To convince the unbanked that Digital Financial Services (DFS) can be an alternative solution to conduct more reliable and convenient financial transactions, we need to start by enabling this segment to experience the service first-hand.
This is why e-MITRA and Indosat joined forces to set up a pilot for DFS ecosystem development in Pamijahan, a sub-district of Bogor, West Java, replacing cash with digital money.
This practical implementation is expected to provide useful insights related to the community’s perception toward DFS. In turn, this can ignite the development of a sustainable “cashless” society ecosystem.
e-MITRA and Indosat work alongside local Microfinance Institution (MFI) named Baytul Ikhtiar (BAIK), which currently has more than 31,000 women as members – about 2,000 of whom are located in Pamijahan.
BAIK offers loans to their members without requiring any fixed assets as collateral. The average weekly loan repayment for each member is less than IDR 150,000. The average transaction amount fits under the current e-money regulation issued by Bank Indonesia (BI). BI allows e-money transaction up to IDR 1 million for unregistered e-money users and up to of IDR 5 million for registered e-money users within the monthly limit balance.
BAIK members regularly place deposits and receive loans in cash. Field officers collect the weekly loan installments in the field and deliver the money to the nearest BAIK branch. These daily activities subject officers to theft and injury since they have to carry the cash along the way.
BAIK selected around 250 members with mobile phones and zero non-performing loans to participate in the DFS ecosystem development pilot. These two requirements are crucial in this initial stage because we want to make sure we are working with participants who are familiar with financial transactions, make routine payments every week, and have a certain discipline in managing cash. Participants are also encouraged not to cash-out in order to help build the DFS ecosystem.
Our expectation is that these pilot participants will ultimately become mobile money ambassadors for their family and communities.

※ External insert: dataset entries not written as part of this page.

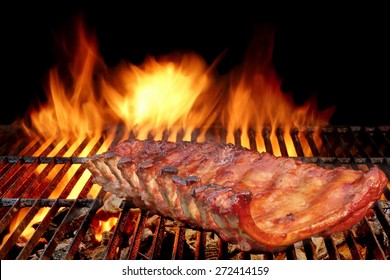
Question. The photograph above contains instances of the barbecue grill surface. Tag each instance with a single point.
(65, 231)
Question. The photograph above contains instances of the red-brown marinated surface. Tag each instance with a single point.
(256, 200)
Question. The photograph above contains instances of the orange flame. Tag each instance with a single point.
(168, 94)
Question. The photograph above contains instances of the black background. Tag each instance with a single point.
(340, 56)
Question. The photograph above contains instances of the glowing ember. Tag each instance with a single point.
(174, 93)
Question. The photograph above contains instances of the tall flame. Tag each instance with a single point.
(174, 92)
(177, 92)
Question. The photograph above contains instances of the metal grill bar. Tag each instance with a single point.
(22, 190)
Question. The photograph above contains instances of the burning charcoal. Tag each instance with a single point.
(112, 203)
(211, 251)
(191, 239)
(61, 249)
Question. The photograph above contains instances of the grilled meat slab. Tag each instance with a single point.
(256, 200)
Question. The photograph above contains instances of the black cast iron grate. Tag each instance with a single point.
(28, 182)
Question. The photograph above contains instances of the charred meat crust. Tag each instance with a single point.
(256, 200)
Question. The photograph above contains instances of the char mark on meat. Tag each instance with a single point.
(256, 200)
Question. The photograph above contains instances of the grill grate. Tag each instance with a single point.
(30, 177)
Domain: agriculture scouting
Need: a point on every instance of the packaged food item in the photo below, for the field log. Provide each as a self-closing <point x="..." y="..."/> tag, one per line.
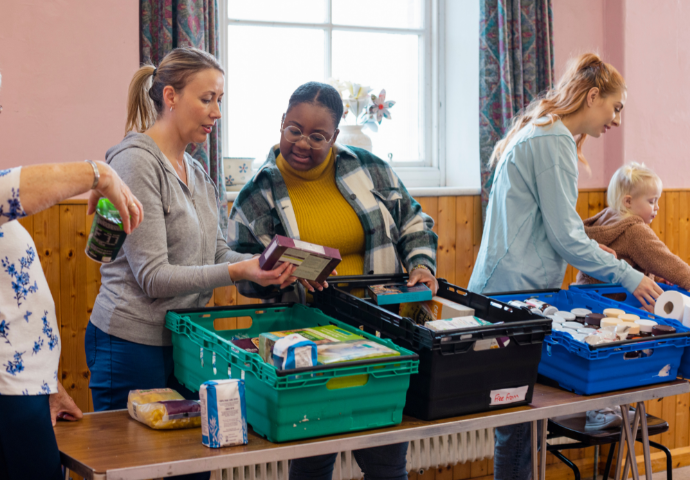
<point x="646" y="327"/>
<point x="338" y="352"/>
<point x="438" y="308"/>
<point x="662" y="330"/>
<point x="594" y="319"/>
<point x="580" y="314"/>
<point x="223" y="413"/>
<point x="456" y="324"/>
<point x="314" y="262"/>
<point x="567" y="316"/>
<point x="613" y="312"/>
<point x="318" y="335"/>
<point x="294" y="351"/>
<point x="419" y="312"/>
<point x="393" y="293"/>
<point x="610" y="322"/>
<point x="107" y="233"/>
<point x="543" y="307"/>
<point x="163" y="409"/>
<point x="251" y="345"/>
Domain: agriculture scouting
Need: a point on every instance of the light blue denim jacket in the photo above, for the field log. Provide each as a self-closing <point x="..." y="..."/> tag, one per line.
<point x="532" y="230"/>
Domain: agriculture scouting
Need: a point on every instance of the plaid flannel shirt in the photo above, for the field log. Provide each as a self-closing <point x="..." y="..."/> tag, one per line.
<point x="397" y="233"/>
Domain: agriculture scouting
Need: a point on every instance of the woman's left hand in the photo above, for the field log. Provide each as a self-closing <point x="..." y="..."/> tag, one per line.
<point x="62" y="406"/>
<point x="311" y="285"/>
<point x="423" y="275"/>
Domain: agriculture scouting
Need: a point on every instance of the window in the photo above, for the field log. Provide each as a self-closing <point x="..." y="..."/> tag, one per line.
<point x="270" y="47"/>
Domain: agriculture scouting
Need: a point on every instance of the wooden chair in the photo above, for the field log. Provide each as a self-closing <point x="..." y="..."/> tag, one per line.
<point x="573" y="427"/>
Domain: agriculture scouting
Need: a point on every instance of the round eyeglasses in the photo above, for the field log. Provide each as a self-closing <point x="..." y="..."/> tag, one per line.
<point x="293" y="135"/>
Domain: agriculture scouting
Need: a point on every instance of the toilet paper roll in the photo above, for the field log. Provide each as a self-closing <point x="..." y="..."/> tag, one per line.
<point x="672" y="304"/>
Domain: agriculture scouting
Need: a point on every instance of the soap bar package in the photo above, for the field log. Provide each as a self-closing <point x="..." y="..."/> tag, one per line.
<point x="393" y="293"/>
<point x="314" y="262"/>
<point x="456" y="324"/>
<point x="163" y="409"/>
<point x="294" y="351"/>
<point x="338" y="352"/>
<point x="318" y="335"/>
<point x="437" y="308"/>
<point x="223" y="413"/>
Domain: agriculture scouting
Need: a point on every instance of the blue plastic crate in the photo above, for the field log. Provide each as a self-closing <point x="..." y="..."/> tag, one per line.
<point x="616" y="293"/>
<point x="587" y="370"/>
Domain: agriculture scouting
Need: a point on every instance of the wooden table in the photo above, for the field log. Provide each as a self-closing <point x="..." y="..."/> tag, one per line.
<point x="110" y="445"/>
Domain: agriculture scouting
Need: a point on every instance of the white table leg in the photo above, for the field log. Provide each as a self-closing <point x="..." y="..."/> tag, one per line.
<point x="535" y="443"/>
<point x="630" y="439"/>
<point x="542" y="444"/>
<point x="645" y="441"/>
<point x="628" y="460"/>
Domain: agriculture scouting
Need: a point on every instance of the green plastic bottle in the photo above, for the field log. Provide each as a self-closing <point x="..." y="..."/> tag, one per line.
<point x="107" y="233"/>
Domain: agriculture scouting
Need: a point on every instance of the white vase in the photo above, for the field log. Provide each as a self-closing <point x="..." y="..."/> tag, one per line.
<point x="354" y="136"/>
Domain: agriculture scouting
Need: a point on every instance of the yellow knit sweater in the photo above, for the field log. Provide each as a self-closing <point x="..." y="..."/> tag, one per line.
<point x="323" y="215"/>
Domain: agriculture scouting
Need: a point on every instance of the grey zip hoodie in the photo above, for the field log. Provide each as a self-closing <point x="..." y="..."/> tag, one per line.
<point x="177" y="255"/>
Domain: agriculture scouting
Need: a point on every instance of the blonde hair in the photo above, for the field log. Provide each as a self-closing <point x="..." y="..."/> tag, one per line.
<point x="631" y="179"/>
<point x="145" y="99"/>
<point x="583" y="73"/>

First encounters: managing a mobile wallet
For the kick-off event, we gathered ten women between the ages of 25-50 years old from a selected BAIK branch in Cibening, Pamijahan. Three of these women share their mobile phone with other family members and typically only use the phone for voice calls and text messages.
At one of the member’s houses, we introduced the concept of a mobile wallet with an emphasis on the idea that the value of e-money is equal to the value of conventional money; stressing this point was important because some of them compare e-money with airtime value. (In this district, airtime of IDR 10,000 is normally purchase around IDR 11,000-IDR 13,000, so the value after purchase is different.)
When we asked these members about their regular spending habits, most said they use their money to purchase household commodities (such as sugar, milk, and toothpaste) and to top-up airtime from local convenient stores/airtime re-sellers nearby. For larger transactions amounts (up to IDR 250,000), they usually go to local modern retail chains such as Alfamart and Indomart, which are present within 15-30 minutes walking distance. In this pilot, the modern retail chains are also expected to be the cash-in and cash-out point.
The women were interested in learning about the digital money service, although they did have a bit of initial difficulty in memorizing the steps and the password to execute the transaction. Most questions raised were around cash-in and cash-out location, consumer complaint handling, and merchant partners. Some participants were quick to see the potential behind business as an airtime re-seller since the mobile functionalities allow them to purchase airtime for someone else–even for other cellular service operators.
All in all, the introduction to Indosat’s DFS initiative was well received and participants were very excited about the possibilities – a good sign as we continue to lay the bricks as a foundation for the digital village.
This post is the second installment of an ongoing blog series following the journey of the women of Pamijahan as they make the transition from cash to digital money.